My biggest stressor (along with just trying to make everything work) is finding daycare/childcare and keeping things from being too hard on DS. DS is a fairly laid back (though getting his voice) a little over 2.5 year old. He is recently in mommy mode and DH has difficulty with bedtime if I am not there though DS used to be ok if it was just him putting him to bed and typically we are both there.

Any advice.

I start around Nov 1st but DH (and therefor DS since we still have childcare .... wonderful childcare ... in our current area) so I will be going back and forth a lot to start till they and the 4-legged kids move over. DH is transferring to the area where my new job is, but it will likely take longer and how much longer is up in the air. Hopefully by December.

Any advice would be very welcome.

Thanks!

Siggie
iVillage Member
Registered: 11-05-2008
Tue, 10-02-2012 - 2:11pm
Oh! does anyone have experience with care.com?
Siggie
iVillage Member
Registered: 11-05-2008
Tue, 10-02-2012 - 2:08pm
Yeah i know. Dcp actually was a teacher in his room at the daycare center he started at and around the time we had to look for cheaper, more flexible options, she was setting up her own private daycare. i knew she was goid with him but didnt know her family at all at the time but i definitely felt more comfortable with her than with someone i had interviewed and visited once. so we went with it. i could not have found anything better and i cant stand giving it up. they really treat him as their own. Especially her dh but really everyone. ds skypes with dcp's mother in Bangladesh regularly and they miss him if he is not there.
i know it was seriously luck to fall into this situation but now that we have it, it is hard to think of him anywhere else.
you are absolutely right though. i will totally use those resources you posted. i really appreciate that.
Siggie
iVillage Member
Registered: 09-21-2011
In reply to: akhtarsa
Tue, 10-02-2012 - 11:51am
IMHO, what you are describing is a good friend who watches your child. I think you need to be clear in your mind that there are two aspects to this person you are describing--the relationship you have with her and her family, and the fact that she watches your child. It sounds like you value both and will lose both. You want to replace both, but really only one can be searched for....the other will grow over time. You can hire a wonderful, intelligent, enriching and fun child care provider. You can't move to a new city and hire a friend.
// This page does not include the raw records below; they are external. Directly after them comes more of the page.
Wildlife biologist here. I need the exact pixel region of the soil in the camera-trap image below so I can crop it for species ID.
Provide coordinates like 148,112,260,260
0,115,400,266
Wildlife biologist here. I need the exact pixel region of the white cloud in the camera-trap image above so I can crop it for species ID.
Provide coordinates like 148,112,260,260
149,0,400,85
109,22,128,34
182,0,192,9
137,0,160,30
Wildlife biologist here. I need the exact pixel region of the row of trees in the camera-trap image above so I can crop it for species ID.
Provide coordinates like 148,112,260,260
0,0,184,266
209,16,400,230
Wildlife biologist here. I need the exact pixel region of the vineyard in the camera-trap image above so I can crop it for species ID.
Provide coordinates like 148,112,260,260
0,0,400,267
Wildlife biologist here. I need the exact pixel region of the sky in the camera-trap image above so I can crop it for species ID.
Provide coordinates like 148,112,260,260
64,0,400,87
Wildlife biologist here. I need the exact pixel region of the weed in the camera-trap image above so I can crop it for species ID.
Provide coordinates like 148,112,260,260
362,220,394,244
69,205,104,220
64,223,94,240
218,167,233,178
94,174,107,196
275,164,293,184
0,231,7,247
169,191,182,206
I don't think you need to lower your expectations about your kid at all. I think you just need to be realistic about who and what you are looking for. You are looking for and hiring a child care provider, not a new friend. If the person turns into a friend over time, that's great. If not, you can still give your child an exceptional and wonderful experience with someone who truly values him and provides excellent care.
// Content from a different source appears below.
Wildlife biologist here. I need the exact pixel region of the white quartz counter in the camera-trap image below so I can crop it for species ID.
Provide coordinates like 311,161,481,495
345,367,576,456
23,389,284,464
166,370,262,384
Our son's daycare teacher (from a NAEYC accredited center) is amazing and energetic. She is funny and careful and truly appreciates who he is as an individual. She also babysits for us, but we aren't friends and we don't hang out.--partly because she is like 15 years+ younger than I am. But she is a great teacher. I have other good friends here who would come over at 11pm if we had an emergency. They have other jobs, and that is ok.

Just MHO though.
iVillage Member
Registered: 11-05-2008
Mon, 10-01-2012 - 8:36pm
Thanks. i will check those out.
here is the thing no search will help me find what i have now. A little over a week ago ds cut his head on the coffee table and we called dcp because her dh is a doctor and ran over to get his opinion if we should bring him to the er. when we decided yes, they came to the er with us at 11pm! and that is just one example.
i think i seriously need to lower my expectations but when it comes to my kid that is hard!
Siggie
iVillage Member
Registered: 09-21-2011
Sun, 09-30-2012 - 8:58pm
What a lot of excitement for you--good things for sure, but still challenging. As far as looking for child care, there are several resources that may be helpful to you in finding good quality care in your new location. Online, I would suggest checking out the websites for the national association for the education of young children (www.naeyc.org) and/or the National association for Family child care (www.nafcc.org). Both organizations Provide intensive quality control measure to Their accredited programs in a consistent and rigorous way. This is a better marker of quality than many state certifications and registries because it is focused on many developmental and educational markers, more than just the some states who are only counting the fire but don't require background checks for daycare workers. The other thing I would suggest doing is contacting a local child care resource and referral program (CCR&R) about the availability of care in the area. The should be able help you find local providers to meet your schedule and specific geographic requirements.